Re: [PATCH] MAINTAINERS: add namespace entry

[Kees Cook <keescook@chromium.org>]

On Tue, Aug 25, 2020 at 11:26:07AM -0500, Eric W. Biederman wrote:
> B) The challenge is that most of the namespace work has become part of
>    it's upstream subsystem so we really need to list the containers
>    list and ourselves as reviewers, more than maintainers who run
>    a tree for the code.

As a person who has to touch multiple subsystems regularly while doing
treewide changes, I'm WAY happier to have a distinct set of maintainers
for specific files, and I can track the patch acceptance because I see
them appearing in a specific tree (via -next, etc).

> C) You have overstated what I have agreed to here.
>    I have have previously said that I agree that having a MAINTAINERS
>    entry so people who are unfamiliar with the situation with namespaces
>    can find us.  Given that most of the changes going forward are likely
>    to be maintenance changes.
> 
>    I also said we need to talk about how we plan to maintain the code
>    here.
> 
>    It feels like you are pushing this hard, and I am not certain why you
>    are pushing and rushing this.  With my maintainer hat on my big
>    concern is we catch the issues that will introduce security issue.
>    Recently I have seen a report that there is an issue on Ubuntu
>    kernels where anyone can read /etc/shadow.  The problem is that
>    Ubuntu has not been cautions and has not taken the time to figure out
>    how to enable things for unprivileged users safely, and have just
>    enabled the code to be used by unprivileged users because it is
>    useful.
> 
>    In combination with you pushing hard and not taking the time to
>    complete this conversation in private with me, this MAINTAINERS entry
>    makes me uneasy as it feels like you may be looking for a way to push
>    the code into the mainline kernel like has been pushed into the
>    Ubuntu kernel.  I may be completely wrong I just don't know what to
>    make of your not finishing our conversation in private, and forcing
>    my hand by posting this patch publicly.

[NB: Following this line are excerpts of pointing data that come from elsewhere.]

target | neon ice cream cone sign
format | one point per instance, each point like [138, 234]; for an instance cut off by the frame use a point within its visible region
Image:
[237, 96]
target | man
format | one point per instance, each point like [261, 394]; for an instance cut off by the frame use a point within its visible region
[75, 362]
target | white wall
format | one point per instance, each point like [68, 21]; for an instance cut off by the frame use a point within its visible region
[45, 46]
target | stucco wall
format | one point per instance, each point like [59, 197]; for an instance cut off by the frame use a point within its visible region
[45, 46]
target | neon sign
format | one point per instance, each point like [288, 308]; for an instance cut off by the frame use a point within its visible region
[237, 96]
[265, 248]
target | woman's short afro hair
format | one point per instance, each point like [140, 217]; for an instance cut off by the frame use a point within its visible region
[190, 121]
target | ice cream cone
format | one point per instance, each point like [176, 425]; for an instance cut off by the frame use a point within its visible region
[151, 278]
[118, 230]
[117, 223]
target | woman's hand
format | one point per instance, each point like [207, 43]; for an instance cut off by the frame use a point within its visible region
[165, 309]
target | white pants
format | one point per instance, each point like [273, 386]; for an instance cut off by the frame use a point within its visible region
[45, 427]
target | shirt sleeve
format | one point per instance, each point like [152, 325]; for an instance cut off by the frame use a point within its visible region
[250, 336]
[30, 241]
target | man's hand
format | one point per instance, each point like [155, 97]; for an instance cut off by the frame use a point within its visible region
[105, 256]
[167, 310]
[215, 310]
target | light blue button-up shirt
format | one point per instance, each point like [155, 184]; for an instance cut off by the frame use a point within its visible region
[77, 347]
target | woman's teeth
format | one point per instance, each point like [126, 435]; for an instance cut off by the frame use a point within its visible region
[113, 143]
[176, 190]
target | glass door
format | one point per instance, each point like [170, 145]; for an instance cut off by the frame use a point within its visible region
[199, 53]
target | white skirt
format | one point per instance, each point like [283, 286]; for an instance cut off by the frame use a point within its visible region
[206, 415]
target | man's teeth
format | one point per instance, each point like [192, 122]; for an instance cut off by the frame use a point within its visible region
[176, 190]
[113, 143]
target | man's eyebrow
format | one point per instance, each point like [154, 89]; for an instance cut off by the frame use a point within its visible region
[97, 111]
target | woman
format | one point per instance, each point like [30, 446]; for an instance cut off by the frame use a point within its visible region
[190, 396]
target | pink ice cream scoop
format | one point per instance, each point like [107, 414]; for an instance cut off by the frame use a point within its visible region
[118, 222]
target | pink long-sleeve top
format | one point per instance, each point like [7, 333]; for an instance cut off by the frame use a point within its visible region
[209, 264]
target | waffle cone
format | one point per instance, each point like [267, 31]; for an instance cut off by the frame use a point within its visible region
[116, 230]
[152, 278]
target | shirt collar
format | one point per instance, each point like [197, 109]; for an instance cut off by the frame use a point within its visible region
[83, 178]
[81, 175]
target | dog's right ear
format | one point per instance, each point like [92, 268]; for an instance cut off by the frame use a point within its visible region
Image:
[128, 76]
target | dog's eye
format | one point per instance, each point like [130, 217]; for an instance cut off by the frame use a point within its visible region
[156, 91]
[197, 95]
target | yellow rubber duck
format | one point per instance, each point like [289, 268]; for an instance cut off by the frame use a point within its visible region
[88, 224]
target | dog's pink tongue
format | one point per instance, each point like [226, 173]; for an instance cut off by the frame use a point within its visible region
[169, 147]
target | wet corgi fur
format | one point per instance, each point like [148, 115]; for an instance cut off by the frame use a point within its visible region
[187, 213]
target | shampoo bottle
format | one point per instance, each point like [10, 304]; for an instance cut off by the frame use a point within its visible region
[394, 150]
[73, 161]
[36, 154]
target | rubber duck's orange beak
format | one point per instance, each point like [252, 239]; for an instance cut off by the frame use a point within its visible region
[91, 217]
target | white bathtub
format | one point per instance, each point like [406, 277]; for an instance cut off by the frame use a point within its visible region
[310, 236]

Eh? I don't see a conspiracy here; I think you are, as you suggest above,
completely wrong. ;) I haven't seen the private emails, obviously, but
what I see here is just Christian's drive to get things nailed down. It
sounds like the "here's who to CC" part of the MAINTAINERS file was
agreed to, but there was a misunderstanding about the resolution of
group maintainership?

> The files you have listed are reasonable for a maintainers entry as they
> have no other maintainers.

Agreed; if this was in place a few years ago, it might have been a bit
easier to direct and land some of the (now straggling) refcount_t
conversion patches.

> I know I have been less active after the birth of my young son, and I
> know the practical rule is that the person who does the work is the
> maintainer.  At the same time I am not convinced you are actually going
> to do the work to make new code maintainable and not a problem for other
> kernel developers.

O_O  I find this opinion very surprising. I hold Christian's judgement
in high regard (and yours). He's tackled the pidfd API (which solves so
many ancient gnarly problems with pid management) in a clean, measured,
and consistent manner. He and Aleksa have diligently worked on extensible
syscalls, which solve years of headaches over code maintainability, and
Christian regularly adds kernel selftests. I think he's absolutely got the
best interests of other developers (and users) in mind. Certainly none
of us are perfect, but your statement feels way way off base to me.

> A big part the job over the years has been to make the namespace ideas
> proposed sane, and to keep the burden from other maintainers of naive
> and terrible code.  Pushing this change before we finished our private
> conversation makes me very nervous on that front.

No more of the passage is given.